Tiyatro dünyaya yeni ve farklı gözlerle bakabilme ve yeni algılama ve anlama yolları gösterebilme gücü olan bir sanat dalı olarak bu olanağı bağrında taşır. Tiyatronun göstergeleri dönüştürme ve yeni anlamlar yaratabilme potansiyeli özellikle halk tiyatrosunun üslup zenginliği içinde oldukça görünür hale gelir.

Halk tiyatrosunda performansların göstergeleri dönüştürme süreçleri ve bu olanağın yeni göstergeler, dolayısıyla yeni anlam oluşturma olanakları çağdaş uygulamalar için zengin bir kaynak olarak görünmektedir. Bu bildiride Türkiye’de iki farklı sosyal kesimde ve coğrafyada- köy ve kent-ortaya çıkmış olan halk tiyatrosu uygulamalarından örneklerle halk tiyatrosunun yerleşik olana vurgu yaparken aynı zamanda değişim olanaklarını nasıl sergilediği irdelenecektir. Tiyatro, kültürel bir fenomen olarak kültür çalışmalarıyla ilgili bir çok bilim dalının araştırma konusu olmuştur. Kültürel bir sistem olarak tiyatronun farklı toplulukların kendilerine özgü anlam yaratma süreçlerini yansıttığı, bu nedenle içinde yeşerdiği ortamı dikkate almadan yapılan incelemelerin eksik kalacağı söylenebilir. Kültürden etkilenirken aynı zamanda onu etkileyen tiyatro eseleri bir yandan yaratıcısının/yaratıcılarının bir yandan da beslendiği kültürün ürünü olarak ele alınmalıdır. Çünkü “Kültürel sistemler kendiliğinden anlam üretmez… ama her zaman duyularla algılanabilecek (ve) içinde vücuda getirildikleri kültür bağlamında belirli bir anlamla ilişkilenen sesler, eylemler, nesneler gibi bir şey ortaya koyarlar. Böylece anlam üretimi işaret/gösterge yaratımı yoluyla gerçekleşir”. (1)

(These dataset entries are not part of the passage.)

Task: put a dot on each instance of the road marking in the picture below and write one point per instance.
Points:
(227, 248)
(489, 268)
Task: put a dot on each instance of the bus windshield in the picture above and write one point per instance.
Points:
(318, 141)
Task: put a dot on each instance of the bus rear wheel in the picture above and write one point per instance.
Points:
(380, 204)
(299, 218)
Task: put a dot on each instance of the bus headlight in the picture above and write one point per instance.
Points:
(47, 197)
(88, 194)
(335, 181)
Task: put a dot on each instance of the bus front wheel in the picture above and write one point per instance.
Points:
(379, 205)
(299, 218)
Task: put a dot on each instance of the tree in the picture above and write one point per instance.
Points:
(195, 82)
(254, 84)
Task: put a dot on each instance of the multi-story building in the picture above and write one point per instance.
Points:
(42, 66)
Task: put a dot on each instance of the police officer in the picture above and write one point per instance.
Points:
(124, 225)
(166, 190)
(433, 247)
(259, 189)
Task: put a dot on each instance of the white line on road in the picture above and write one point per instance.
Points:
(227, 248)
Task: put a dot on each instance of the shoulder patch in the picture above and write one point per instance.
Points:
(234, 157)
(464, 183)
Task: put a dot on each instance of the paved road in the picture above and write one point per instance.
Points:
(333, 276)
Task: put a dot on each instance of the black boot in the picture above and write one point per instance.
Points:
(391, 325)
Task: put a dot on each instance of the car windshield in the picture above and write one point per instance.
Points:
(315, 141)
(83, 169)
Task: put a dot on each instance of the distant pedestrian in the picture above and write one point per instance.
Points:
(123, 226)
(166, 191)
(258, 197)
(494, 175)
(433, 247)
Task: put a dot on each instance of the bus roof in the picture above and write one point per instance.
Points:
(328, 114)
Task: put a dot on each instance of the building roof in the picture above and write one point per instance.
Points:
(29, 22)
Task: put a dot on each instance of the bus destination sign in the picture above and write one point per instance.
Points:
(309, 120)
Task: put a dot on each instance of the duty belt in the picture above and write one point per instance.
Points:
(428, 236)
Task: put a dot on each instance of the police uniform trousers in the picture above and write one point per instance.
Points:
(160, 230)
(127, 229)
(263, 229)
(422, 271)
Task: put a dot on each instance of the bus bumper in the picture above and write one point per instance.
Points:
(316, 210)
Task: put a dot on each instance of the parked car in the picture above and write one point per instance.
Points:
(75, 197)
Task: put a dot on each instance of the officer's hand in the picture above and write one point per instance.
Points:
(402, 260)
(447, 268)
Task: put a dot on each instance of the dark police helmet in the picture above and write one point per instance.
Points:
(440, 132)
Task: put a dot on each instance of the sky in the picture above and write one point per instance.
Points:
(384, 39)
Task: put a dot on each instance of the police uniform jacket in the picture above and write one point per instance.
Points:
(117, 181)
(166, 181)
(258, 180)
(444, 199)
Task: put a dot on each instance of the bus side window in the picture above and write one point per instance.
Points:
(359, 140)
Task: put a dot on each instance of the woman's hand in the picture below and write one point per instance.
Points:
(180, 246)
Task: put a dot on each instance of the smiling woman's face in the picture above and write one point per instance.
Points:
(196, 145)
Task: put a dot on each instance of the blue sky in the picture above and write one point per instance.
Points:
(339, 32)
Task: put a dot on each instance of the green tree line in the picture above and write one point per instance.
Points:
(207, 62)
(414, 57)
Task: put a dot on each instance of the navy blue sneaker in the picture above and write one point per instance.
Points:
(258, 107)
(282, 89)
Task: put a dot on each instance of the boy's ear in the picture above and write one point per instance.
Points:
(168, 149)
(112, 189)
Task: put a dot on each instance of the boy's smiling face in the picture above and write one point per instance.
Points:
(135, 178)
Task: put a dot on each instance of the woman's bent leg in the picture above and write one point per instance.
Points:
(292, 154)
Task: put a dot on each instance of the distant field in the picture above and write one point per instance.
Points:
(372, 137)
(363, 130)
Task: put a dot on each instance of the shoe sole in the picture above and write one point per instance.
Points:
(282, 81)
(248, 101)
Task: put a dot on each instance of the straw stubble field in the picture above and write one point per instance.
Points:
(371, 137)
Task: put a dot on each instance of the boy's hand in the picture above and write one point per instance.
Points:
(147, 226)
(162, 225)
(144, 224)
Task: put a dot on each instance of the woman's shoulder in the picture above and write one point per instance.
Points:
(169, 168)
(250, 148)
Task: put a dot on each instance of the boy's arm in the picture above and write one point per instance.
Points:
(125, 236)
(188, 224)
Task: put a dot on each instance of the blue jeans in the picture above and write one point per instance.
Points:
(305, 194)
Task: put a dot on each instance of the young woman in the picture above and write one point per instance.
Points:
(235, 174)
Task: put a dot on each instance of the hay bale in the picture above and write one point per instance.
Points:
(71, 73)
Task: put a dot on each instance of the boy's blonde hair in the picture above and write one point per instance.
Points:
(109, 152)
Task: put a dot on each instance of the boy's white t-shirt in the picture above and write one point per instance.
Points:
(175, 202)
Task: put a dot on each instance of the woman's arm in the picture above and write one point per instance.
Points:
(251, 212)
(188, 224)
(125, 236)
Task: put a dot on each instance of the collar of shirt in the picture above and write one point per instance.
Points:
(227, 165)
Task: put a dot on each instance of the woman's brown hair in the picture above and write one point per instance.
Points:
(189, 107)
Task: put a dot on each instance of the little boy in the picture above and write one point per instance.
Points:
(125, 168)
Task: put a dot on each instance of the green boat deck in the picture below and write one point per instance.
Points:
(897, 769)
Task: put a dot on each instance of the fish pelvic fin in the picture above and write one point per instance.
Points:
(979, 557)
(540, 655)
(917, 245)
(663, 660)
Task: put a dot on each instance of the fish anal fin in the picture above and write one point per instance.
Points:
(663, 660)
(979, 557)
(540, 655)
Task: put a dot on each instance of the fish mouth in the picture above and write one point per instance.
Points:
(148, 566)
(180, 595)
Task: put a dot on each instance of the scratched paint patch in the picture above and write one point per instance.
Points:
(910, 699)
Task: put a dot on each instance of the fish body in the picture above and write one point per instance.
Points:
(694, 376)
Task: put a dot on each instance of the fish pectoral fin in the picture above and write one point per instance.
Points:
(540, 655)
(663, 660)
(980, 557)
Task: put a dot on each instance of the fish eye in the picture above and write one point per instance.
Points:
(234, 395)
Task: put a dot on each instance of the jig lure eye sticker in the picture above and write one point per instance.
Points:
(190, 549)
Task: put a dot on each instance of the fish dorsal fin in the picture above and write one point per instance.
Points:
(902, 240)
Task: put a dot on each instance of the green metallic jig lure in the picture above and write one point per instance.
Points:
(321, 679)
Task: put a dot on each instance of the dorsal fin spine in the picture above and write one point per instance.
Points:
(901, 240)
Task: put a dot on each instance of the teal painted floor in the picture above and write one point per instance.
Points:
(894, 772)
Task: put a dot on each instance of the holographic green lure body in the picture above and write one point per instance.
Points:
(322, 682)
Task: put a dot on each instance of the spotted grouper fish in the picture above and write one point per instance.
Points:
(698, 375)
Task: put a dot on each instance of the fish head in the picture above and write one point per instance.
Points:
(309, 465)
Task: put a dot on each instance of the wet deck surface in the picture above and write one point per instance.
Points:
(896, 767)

Bir kültür içinde iletişim aracı olan göstergelerin çözümlenmesi yoluyla söz konusu sistemin ürettiği anlamlara yaklaşmak olasıdır. Dolayısıyla tiyatronun hem kendi başına bir kültürel sistem hem de bir kültürün parçası olarak yarattığı, anlamlandırdığı göstergelerle çözümlenme süreci onun ne anlattığı, düşünceyi nasıl formüle ettiği, nasıl ilettiği, hangi teknikleri kullandığı, seyircinin algılama sürecinin üzerindeki etkisi gibi temel konuların anlaşılmasında yardımcı olur. Dramatik gösteri karmaşıktır; çok sayıda anlam göstergeleri, temsil boyunca seyirciye aynı anda ulaşır. Anlamın ortaya çıkarılması çok sayıdaki göstergelerin ele alınmasını gerektirir.

Göstergebilimsel yöntemlerin tiyatro çözümlemelerine uygulanması, özellikle 20. yüzyılın ikinci yarısından itibaren yaygınlaşmıştır. Martin Eslin, dramatik gösteriye geniş ölçüde göstergeleri ve gösterge dizgelerini kullanarak yaklaşmanın tiyatro temsilini daha iyi anlamamıza yarayacak çok değerli ve işlevsel bir yöntem olduğunu söylüyor.

“Tiyatro gösterisinin tüm öğeleri; konuşma örgüsünün dili, dekor, jestler, giysi, makyaj, oyuncunun tonlamaları vb göstergeler gösterinin anlamını ortaya çıkarmaya katkıda bulunur. Tiyatro gösterisi, her şeyden önce, …aksiyonun taşıdığı bilgiyi seyirciye aktaran bir işlem olarak kabul edilmelidir. Gösterinin her öğesi, aksiyonun bir sahnesini, bir olayını, bir anını genel yorumun bir parçası olarak açıklayan bir gösterge olarak düşünülmelidir.(2)

 

Bir gösteriyi tiyatro olarak tanımlamamızı sağlayan işaretlerin neler olduğu ve bunların oluşturduğu gösterge gruplarına bakalım o zaman.Colin Counsell Signs of Performance adlı kitabında tiyatroyu, artık onu oluşturan bileşenlere göre tanımlamanın yetersiz kalacağını ifade etmektedir. Çünkü 20.yy, tiyatronun asal dediğimiz bileşenlerinin bile saf dışı kaldığı bir yolculuğa tanıklık etmiştir; bunların başlıcaları anlatı, karakter, dekor, mekan, oyuncu seyirci ayrılığı ve canlı oyuncunun varlığıdır. (3)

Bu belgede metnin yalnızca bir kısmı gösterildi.